The Miniconda Module

For your convenience, we provide a relatively recent version of Miniconda as a module. This is a read-only environment from which you can create your own. We set some defaults for you in this module, and we keep it relatively up-to-date so you don't have to. If you are using Conda-installed packages, this should be the only module you load in your jobs.

Note: If you are on Milgram and run out of space in your home directory for Conda, you can either reinstall your environment in your project space (see below) or contact us for help with your home quota.

Defaults We Set

On all clusters, we set the CONDA_ENVS_PATH and CONDA_PKGS_DIRS environment variables to conda_envs and conda_pkgs in your project directory where there is more quota available. Conda will install to and search in these directories for environments and cached packages.

Starting with minconda module version 4.8.3 we set the default channels (the sources to find packages) to conda-forge and bioconda, which provide a wider array of packages than the default channels do.
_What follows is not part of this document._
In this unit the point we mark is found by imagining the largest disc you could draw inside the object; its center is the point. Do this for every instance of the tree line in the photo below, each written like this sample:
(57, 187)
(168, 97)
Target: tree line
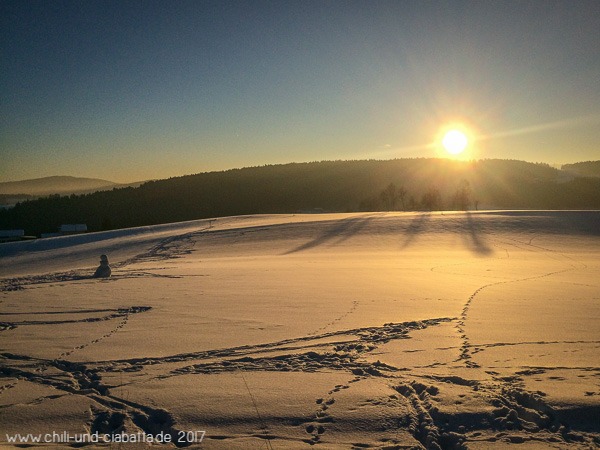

We have found it saves a lot of typing. If you would like to override these defaults, see the Conda docs on managing channels. Below is the .condarc for the miniconda module.

env_prompt: '({name})'
auto_activate_base: false
channels:
  - conda-forge
  - bioconda
  - defaults

Setup Your Environment

Load the miniconda Module

module load miniconda

You can save this to your default module collection by using module save. See our module documentation for more details.

Create a conda Environment

To create an environment use the conda create command. Environment files are saved to the first path in $CONDA_ENVS_PATH, or where you specify with the --prefix option. You should give your environments names that are meaningful to you, so you can more easily keep track of their purposes.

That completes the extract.